Wheeling here, wheeling there, bicycles are everywhere! At least, they used to be. A new report says fewer and fewer people ride these two-wheeled wonders.
Bicycles are low-cost and easy to use. Repairs are simple. Yet all over the world people have parked their bikes. Instead they climb into cars, buses, and trucks. In many places, even poor people use cars or motorcycles instead of bikes. Why do you think this has happened?
Researchers at Johns Hopkins University were curious too. They compared bike ownership levels over the last 25 years. They studied over a billion households around the world. That’s a lot of wheels!
Soon, patterns emerged. People in northern Europe own the most bikes. People in parts of Africa and central Asia own the fewest—except for India and China. Bike ownership there is very high. The big numbers from those two countries hurt the study results.
But researchers fixed the problem. They took China’s and India’s bikes out of the study. The new results show that fewer than one in three households in the world own a bike. In more than 148 countries, bike ownership has dropped.

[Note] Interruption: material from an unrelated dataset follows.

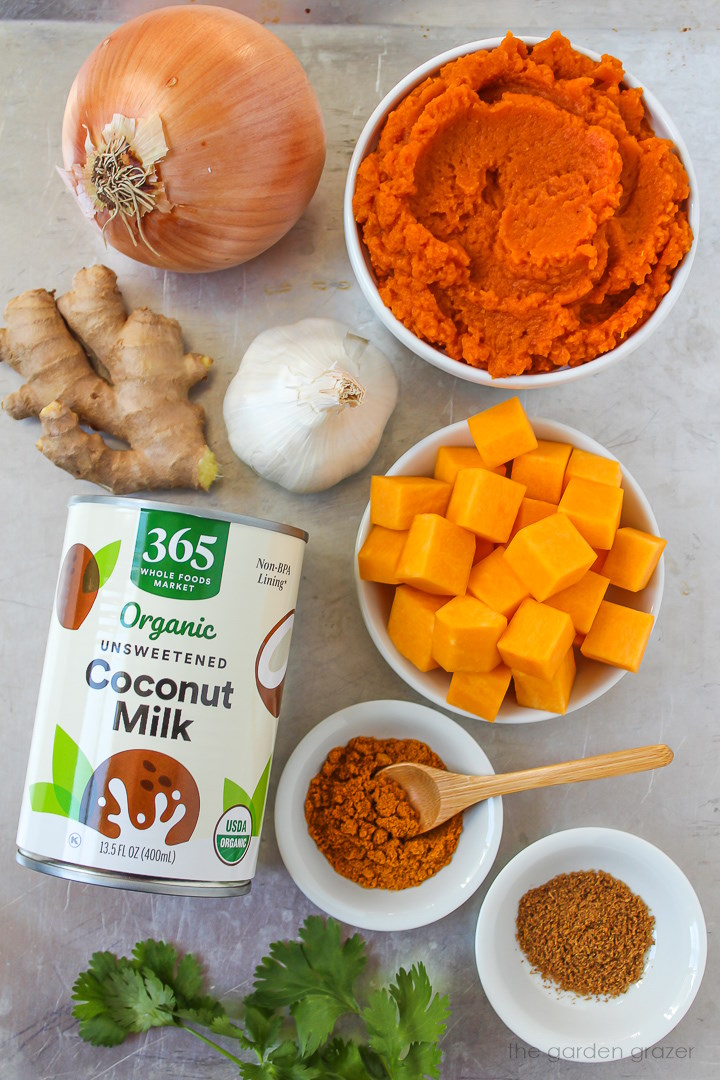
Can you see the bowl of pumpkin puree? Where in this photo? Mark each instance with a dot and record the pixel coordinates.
(520, 213)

But why? So far, researchers haven’t solved the mystery. Officials in many places try to encourage people to ride bikes. They point out the lack of pollution and traffic. They say bikes also help people stay healthy. Some cities even take away car driving lanes and give them to bicycles.
Still, some people think of the lowly bicycle as something to play with, not a way to get to work or do business. How do you see bikes—travel tools, or toys?